Varias
veces, a lo largo de mi vida, he tenido entre las manos un libro de Emilia
Pardo Bazán; y varias veces me he propuesto, también, empezarlo y recorrer sus
páginas para descubrir en ellas las posibles bondades que tantos comentaristas
le han encontrado en el último siglo. De forma inexplicable, nunca lo he hecho,
salvo mi pequeña aproximación a sus cartas, que abordé el verano pasado. Hoy
comienzo a eliminar esa torpeza con mi lectura de La sirena negra, una
obra de gran tensión psicológica en la que ocupa lugar central el adinerado y
confuso Gaspar de Montenegro, un “meditativo sensual” que lleva años
coqueteando con la bohemia, el alcohol y el descarrío y que, reacio a
vincularse matrimonialmente con Trini, la hermosa muchacha que su hermana le
propone, se siente en cambio deslumbrado con la figura de Rita Quiñones,
enferma de tuberculosis y madre del pequeño Rafael. No siente por ella pasión
amorosa o sexual de ningún tipo, pero hay una extraña atracción que lo impele a
mantenerse a su lado hasta que, cuando la Parca se la arrebata (impresionante
capítulo V, con Gaspar teniendo un sueño sobre la Danza de la Muerte), decide
adoptar a su hijo (“Declaro que el niño me es necesario, que carezco de algo
que me adhiera a este mundo tan deleznable, tan mísero…”, p.72). Su hermana
Camila lo juzga loco por esta decisión, que juzga inverosímil; pero Gaspar, que
ha tenido una vida crápula y licenciosa, destinada a una muerte insulsa, siente
que el niño “se interpone y me defiende” (p.84) de tal atroz destino.
Esa
decisión antinatural lo obliga a contratar a dos personas: un ayo que se ocupe
de la futura educación de Rafael (el señor Solís) y una institutriz que
encarrile la ternura de su infancia (Miss Annie). Trini, incapaz de casarse con
un hombre que aportaría al matrimonio un hijo “anómalo”, se aparta de él.
Estos
serían, digamos, los ingredientes argumentales de la obra, pero sin duda la
médula de este libro hay que buscarla en la exploración psicológica que Emilia
Pardo Bazán realiza no solamente en Gaspar de Montenegro, sino también en las
figuras que lo acompañan y rodean, por cuyo interior nos paseamos con pasmosa
intensidad.
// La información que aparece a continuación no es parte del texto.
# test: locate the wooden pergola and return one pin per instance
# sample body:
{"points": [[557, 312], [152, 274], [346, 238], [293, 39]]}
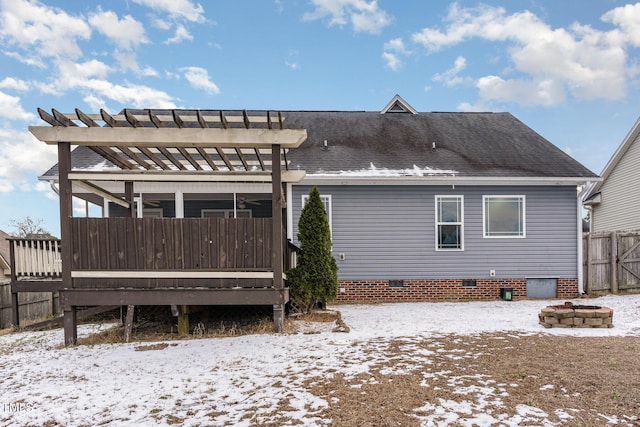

Por ejemplo, Gaspar comienza siendo un nietzscheano de manual (“Ni
quiero ser eso que llaman bueno, ni menos apiadarme de nadie, porque la piedad
es un descenso; el hombre superior es insensible, está revestido de bronce.
Todo cuanto hago, incluso lo que ofrece aspecto de buena obra, hágolo por
propia conveniencia”, p.113), pero después los meandros de la vida lo irán
conduciendo en otra dirección, cuando comprenda que la Muerte y la Nada no son
territorios atractivos o deseables, sino meras equivocaciones de la desolación
(“Ahora creo discernirlo con lucidez total: estaba enfermo del alma, y es la
salud lo que han de darme las dos supremas representaciones de la existencia:
el Niño y la Mujer”, p.173). No obstante, bastarán unos minutos de arrebato
(permítanme que no les desvele su origen) para que su vida vuelva a sufrir un
vuelco aparatoso.
Todos los protagonistas, en mayor o menor grado, sufren los zarpazos de una sociedad y una vida en la que no encajan, bien por su excesivo conformismo (Camila), bien por su agónica búsqueda de otros derroteros (Gaspar), bien por el rencor derivado de su pobreza (Desiderio), bien por la amargura que le depara su rigidez (Annie). Ninguno de ellos es plenamente feliz. Ninguno se resigna a no serlo. Ninguno lo logrará.
He quedado encandilado con la escritura de Pardo Bazán y con la excelencia de su bisturí psicológico. Ahora sé seguro que repetiré con ella.